Changing your “race” should be even easier if you adopt the fashionable doctrine that race is a “social construct” with no biological reality. It’s less easy with sex, to say the least. Even the most right-on sociologist might struggle to argue that a penis is a social construct. Gender theorists bypass the annoying problem of reality by decreeing that you are what you feel, regardless of biology. If you feel you are a woman, you are a woman even if you have a penis. It would seem to follow that, if feelings really are all that matter, Rachel Dolezal’s claim to feel black, regardless of biology, should merit at least a tiny modicum of sympathetic discussion, if not outright acceptance.

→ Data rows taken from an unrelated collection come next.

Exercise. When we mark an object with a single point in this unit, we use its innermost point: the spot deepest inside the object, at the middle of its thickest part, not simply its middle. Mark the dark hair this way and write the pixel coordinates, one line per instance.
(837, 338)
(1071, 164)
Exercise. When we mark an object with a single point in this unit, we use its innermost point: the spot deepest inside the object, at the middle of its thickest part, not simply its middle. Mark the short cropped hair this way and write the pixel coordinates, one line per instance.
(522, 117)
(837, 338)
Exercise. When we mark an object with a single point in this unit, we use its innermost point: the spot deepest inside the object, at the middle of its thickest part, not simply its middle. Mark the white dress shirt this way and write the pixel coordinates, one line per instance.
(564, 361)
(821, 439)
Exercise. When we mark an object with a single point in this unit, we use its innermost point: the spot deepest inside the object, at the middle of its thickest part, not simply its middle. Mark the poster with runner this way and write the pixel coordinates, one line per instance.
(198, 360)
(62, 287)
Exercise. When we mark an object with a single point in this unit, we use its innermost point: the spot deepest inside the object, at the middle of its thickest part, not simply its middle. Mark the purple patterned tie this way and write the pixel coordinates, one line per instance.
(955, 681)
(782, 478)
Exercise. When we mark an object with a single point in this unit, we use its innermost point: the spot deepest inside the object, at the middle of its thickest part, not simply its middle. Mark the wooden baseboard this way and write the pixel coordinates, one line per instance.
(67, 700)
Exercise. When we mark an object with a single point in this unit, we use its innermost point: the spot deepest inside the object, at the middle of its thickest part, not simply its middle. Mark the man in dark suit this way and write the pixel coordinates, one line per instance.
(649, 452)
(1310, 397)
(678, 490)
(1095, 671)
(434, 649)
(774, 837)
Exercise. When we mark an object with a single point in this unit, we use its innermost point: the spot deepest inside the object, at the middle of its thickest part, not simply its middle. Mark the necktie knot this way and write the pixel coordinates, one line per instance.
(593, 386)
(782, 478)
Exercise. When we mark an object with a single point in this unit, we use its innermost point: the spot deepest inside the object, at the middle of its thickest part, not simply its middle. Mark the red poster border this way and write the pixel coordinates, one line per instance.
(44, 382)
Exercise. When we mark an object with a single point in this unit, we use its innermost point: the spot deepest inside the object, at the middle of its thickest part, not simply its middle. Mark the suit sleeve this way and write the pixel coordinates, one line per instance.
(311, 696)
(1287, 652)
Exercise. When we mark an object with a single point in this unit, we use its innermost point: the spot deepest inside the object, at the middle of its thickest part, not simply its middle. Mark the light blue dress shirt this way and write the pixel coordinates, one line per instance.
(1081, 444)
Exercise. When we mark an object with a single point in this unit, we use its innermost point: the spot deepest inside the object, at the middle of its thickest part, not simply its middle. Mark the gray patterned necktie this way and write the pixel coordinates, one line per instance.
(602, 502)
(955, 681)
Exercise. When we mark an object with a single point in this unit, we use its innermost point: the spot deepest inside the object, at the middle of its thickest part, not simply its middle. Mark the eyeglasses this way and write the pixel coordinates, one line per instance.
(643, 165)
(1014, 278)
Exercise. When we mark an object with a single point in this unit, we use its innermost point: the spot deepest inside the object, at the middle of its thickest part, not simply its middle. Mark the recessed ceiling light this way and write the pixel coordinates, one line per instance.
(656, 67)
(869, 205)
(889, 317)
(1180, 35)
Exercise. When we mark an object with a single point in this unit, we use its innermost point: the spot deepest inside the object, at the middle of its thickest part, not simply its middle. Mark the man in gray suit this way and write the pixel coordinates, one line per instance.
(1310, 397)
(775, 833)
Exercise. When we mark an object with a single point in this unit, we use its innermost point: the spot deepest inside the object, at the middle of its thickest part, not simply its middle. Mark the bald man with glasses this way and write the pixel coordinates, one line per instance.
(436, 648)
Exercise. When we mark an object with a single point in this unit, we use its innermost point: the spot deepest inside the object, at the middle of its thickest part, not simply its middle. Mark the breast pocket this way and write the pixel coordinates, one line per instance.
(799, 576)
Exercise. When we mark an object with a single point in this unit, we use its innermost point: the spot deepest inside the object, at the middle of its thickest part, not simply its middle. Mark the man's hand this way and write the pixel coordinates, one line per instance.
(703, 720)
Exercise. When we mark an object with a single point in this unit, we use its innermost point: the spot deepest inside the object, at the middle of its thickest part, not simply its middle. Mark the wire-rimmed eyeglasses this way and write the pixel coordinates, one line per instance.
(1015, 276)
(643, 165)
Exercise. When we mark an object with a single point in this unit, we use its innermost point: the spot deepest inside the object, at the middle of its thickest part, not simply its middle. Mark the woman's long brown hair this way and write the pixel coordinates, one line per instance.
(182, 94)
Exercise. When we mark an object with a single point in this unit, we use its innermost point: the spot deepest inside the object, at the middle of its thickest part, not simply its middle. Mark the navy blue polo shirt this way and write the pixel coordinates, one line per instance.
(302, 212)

Changing the subject to something much more interesting, the binary nature of sex very nearly handed Charles Darwin the key to discovering the genetic laws now correctly attributed to Gregor Mendel. What we call “Neo-Darwinism” (see below) would not have had to wait till the twentieth century, and would indeed be just plain “Darwinism”—the great naturalist came that close. And it was the binary nature of sex that brought him there.

Darwin was troubled by an anonymous 1867 article in the North British Review, which later turned out to be by Fleeming (pronounced “Flemming”) Jenkin, a Scottish engineer who coincidentally worked on the transatlantic cable with Darwin’s other leading critic, Lord Kelvin the eminent physicist. Jenkin’s argument was couched in the horribly racist terms that were part of the intellectual wallpaper of the time, so I’ll rephrase it more neutrally to avoid distraction. A new genetic type (we’d nowadays call it a mutant) couldn’t be favoured in the long term by natural selection, said Jenkin, because it would be swamped. No matter how beneficial at first, as the generations go by it would be diluted to nothing. Darwin was convinced by the argument and it’s a shame he didn’t live to see the fallacy exposed. Jenkin and Darwin, and everybody else at the time, wrongly assumed that heredity was “blending” and that children were a kind of fluid mixture of mother and father: intermediate, like mixing paint. If you mix black with white paint you get grey, and no amount of mixing grey with grey can reconstitute the original black or white. Therefore, so the erroneous argument ran, selection can’t favour a new mutation so that it comes to dominate a population. It will be diluted out of existence as the generations go by.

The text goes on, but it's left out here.